Laurene Powell Jobs' Emerson Collective, her investment and philanthropy firm, joined fundraises for two startups: a seed round for Ultralight and a Series A round for Stipple Bio. Ultralight, an artificial intelligence software platform for personalized healthcare, raised $9.3 million in seed funding from Emerson Collective and other investors. Stipple Bio, a developer of targeted cancer therapies, raised $100 million in the round, which was co-led by Andreessen Horowitz. Emerson Collective's investment in Stipple Bio was managed by Yosemite, an oncology-focused venture fund founded by Reed Jobs, Powell Jobs' son with Steve Jobs. The Apple co-founder died in 2011 from complications of pancreatic cancer.

Also in April, Dolby Family Ventures joined a 53 million euro, or $62 million, Series B round for Exciva, a developer of treatments for agitation in Alzheimer's patients. Dolby Family Ventures was founded by David Dolby in 2014, about a year after his father, billionaire engineer Ray Dolby, died of complications of Alzheimer's disease and acute leukemia. The family-office world is not exactly hiding its priorities: capital flows toward the diseases that touch the wealthy, the platforms that promise personalized care, and the venture rounds that can be packaged as both profit and philanthropy.

Who Gets Left Waiting

The influx of private capital comes during cuts and interruptions to federal funding for healthcare research, and a budget proposal released by the Trump administration in April seeks to cut an additional $5 billion from the National Institutes of Health. That is the hierarchy in plain view: public research gets squeezed, while private money steps in to pick the projects it likes, the startups it wants, and the therapies it can own.
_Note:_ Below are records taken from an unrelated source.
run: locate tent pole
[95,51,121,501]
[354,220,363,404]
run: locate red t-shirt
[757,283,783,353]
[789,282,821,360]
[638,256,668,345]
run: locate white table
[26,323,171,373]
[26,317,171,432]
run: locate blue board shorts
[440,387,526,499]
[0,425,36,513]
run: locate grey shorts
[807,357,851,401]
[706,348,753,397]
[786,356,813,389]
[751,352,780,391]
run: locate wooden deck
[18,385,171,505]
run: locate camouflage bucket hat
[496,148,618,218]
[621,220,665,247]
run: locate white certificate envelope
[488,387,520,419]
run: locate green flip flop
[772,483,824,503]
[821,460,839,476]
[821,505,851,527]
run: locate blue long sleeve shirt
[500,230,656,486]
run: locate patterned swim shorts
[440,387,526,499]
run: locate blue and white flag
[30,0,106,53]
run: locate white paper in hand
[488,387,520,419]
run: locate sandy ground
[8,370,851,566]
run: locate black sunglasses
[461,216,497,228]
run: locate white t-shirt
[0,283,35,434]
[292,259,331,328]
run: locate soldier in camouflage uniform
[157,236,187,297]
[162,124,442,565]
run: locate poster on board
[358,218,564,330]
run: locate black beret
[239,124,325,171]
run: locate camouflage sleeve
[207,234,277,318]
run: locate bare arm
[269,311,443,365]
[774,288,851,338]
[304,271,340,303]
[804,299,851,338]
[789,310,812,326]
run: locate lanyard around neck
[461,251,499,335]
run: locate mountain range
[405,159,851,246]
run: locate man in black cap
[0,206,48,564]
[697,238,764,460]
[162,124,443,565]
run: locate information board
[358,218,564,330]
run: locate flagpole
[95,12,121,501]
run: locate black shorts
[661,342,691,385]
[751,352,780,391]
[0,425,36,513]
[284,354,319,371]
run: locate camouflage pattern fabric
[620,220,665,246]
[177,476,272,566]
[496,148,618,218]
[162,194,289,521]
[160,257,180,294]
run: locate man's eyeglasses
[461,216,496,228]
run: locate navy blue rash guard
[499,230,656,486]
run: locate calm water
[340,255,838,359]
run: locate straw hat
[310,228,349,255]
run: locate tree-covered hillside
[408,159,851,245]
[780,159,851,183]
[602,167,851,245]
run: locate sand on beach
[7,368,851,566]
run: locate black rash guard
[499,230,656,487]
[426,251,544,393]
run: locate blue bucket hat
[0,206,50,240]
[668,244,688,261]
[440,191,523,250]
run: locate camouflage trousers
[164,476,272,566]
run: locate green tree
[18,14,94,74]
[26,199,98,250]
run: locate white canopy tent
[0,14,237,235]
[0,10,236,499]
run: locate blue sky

In February, a survey released by J.P. Morgan Private Bank found that half of family offices cited healthcare innovation as a top investment theme, second only to artificial intelligence, at 65%. The numbers show where the attention is going. Healthcare is not being treated as a public good to be collectively funded and shared, but as a theme for private portfolios and family wealth strategies.
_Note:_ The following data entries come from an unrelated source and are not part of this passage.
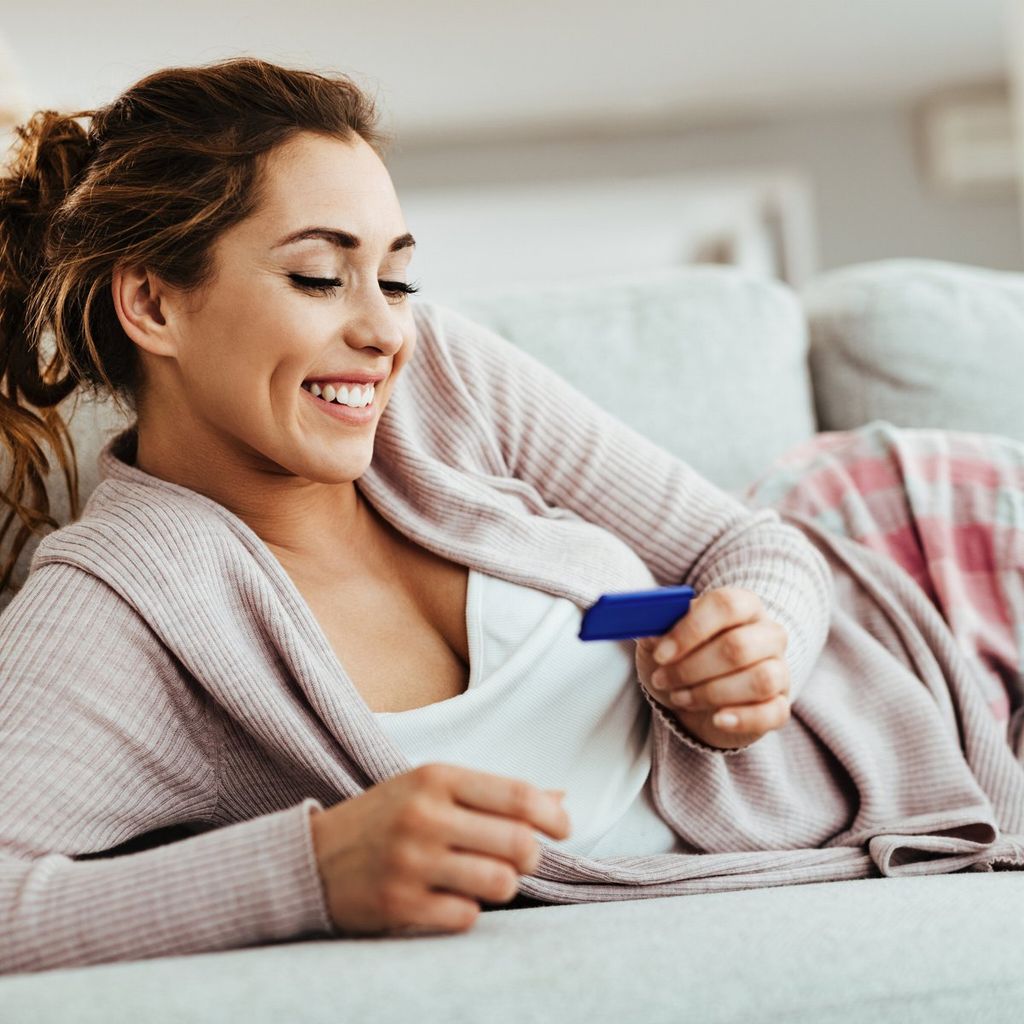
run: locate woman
[0,59,1024,971]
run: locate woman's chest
[298,543,469,712]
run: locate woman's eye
[288,273,341,295]
[380,281,420,302]
[288,273,420,303]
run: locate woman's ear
[111,266,175,355]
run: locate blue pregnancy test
[580,586,694,640]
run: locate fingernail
[654,640,679,665]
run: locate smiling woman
[0,59,1024,973]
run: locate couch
[0,260,1024,1024]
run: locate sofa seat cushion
[0,871,1024,1024]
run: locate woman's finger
[444,807,541,874]
[652,587,764,665]
[658,618,785,686]
[665,657,790,711]
[696,694,790,736]
[426,851,519,903]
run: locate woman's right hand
[311,764,569,935]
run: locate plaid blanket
[742,420,1024,724]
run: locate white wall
[388,103,1024,270]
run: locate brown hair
[0,58,385,594]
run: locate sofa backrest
[0,266,814,608]
[801,259,1024,441]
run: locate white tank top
[376,569,682,857]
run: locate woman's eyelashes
[288,273,420,302]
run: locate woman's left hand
[636,587,790,749]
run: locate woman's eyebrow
[273,227,416,253]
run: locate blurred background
[0,0,1024,301]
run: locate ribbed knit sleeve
[0,562,330,974]
[433,306,834,700]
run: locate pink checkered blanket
[743,420,1024,723]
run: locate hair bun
[9,111,95,214]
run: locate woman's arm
[0,563,331,974]
[428,306,833,700]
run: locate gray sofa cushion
[802,260,1024,440]
[447,266,815,492]
[0,871,1024,1024]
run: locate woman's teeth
[302,384,374,409]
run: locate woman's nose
[344,295,404,352]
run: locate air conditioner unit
[919,84,1020,197]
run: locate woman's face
[139,133,416,493]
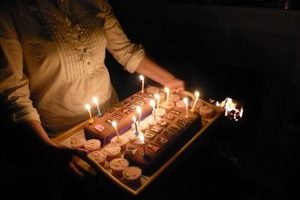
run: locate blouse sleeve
[0,13,40,123]
[98,0,145,73]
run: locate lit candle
[150,99,156,121]
[164,87,170,105]
[154,94,160,109]
[136,106,142,124]
[139,132,146,156]
[111,121,120,139]
[84,104,94,124]
[139,75,145,93]
[191,91,200,112]
[92,97,102,116]
[132,116,139,136]
[183,97,189,118]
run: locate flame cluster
[215,97,244,121]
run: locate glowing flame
[84,103,91,111]
[136,106,142,115]
[92,97,99,105]
[211,97,244,121]
[138,132,145,144]
[111,121,118,129]
[139,75,145,81]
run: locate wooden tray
[53,92,224,195]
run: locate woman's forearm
[136,56,175,86]
[20,120,55,147]
[136,57,185,92]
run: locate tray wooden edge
[52,91,224,196]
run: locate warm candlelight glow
[183,97,189,118]
[132,116,139,135]
[111,121,120,138]
[150,99,156,121]
[191,91,200,112]
[136,106,142,124]
[84,103,94,124]
[139,75,145,93]
[154,94,160,109]
[139,132,145,144]
[132,116,136,122]
[164,87,170,105]
[211,97,244,121]
[92,97,102,116]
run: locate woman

The April slowdown in March, triggered by the outbreak of the Iran war, briefly interrupted the pace of deal-making. But by April, family offices were back at it, with 55 direct investments in companies. Nearly a third of those investments went into healthcare and life sciences, reinforcing the pattern of private capital moving into sectors where public systems are being starved.

What the Market Calls Care

Ultralight’s $9.3 million seed round, Stipple Bio’s $100 million raise, and Exciva’s 53 million euro Series B all sit inside the same arrangement: wealthy family offices and venture firms deciding which health technologies deserve money while federal support is cut back. Emerson Collective calls itself an investment and philanthropy firm, but the money still moves through fundraises, rounds, and managed investments. Yosemite, the oncology-focused venture fund founded by Reed Jobs, handled Emerson Collective's investment in Stipple Bio.

The result is a healthcare landscape increasingly shaped by private wealth, family offices, and venture capital, even as the public side is told to absorb another round of cuts. The Trump administration’s April budget proposal to cut an additional $5 billion from the National Institutes of Health makes the imbalance even starker. Private capital is not filling a gap so much as moving into the space left open when public funding is pulled back.

The family-office surge in April shows how quickly capital can reorient itself toward healthcare and life sciences when the conditions are right. The people who need research, treatment, and public investment are left in a system where the money is increasingly controlled by firms, funds, and family offices that answer to wealth first.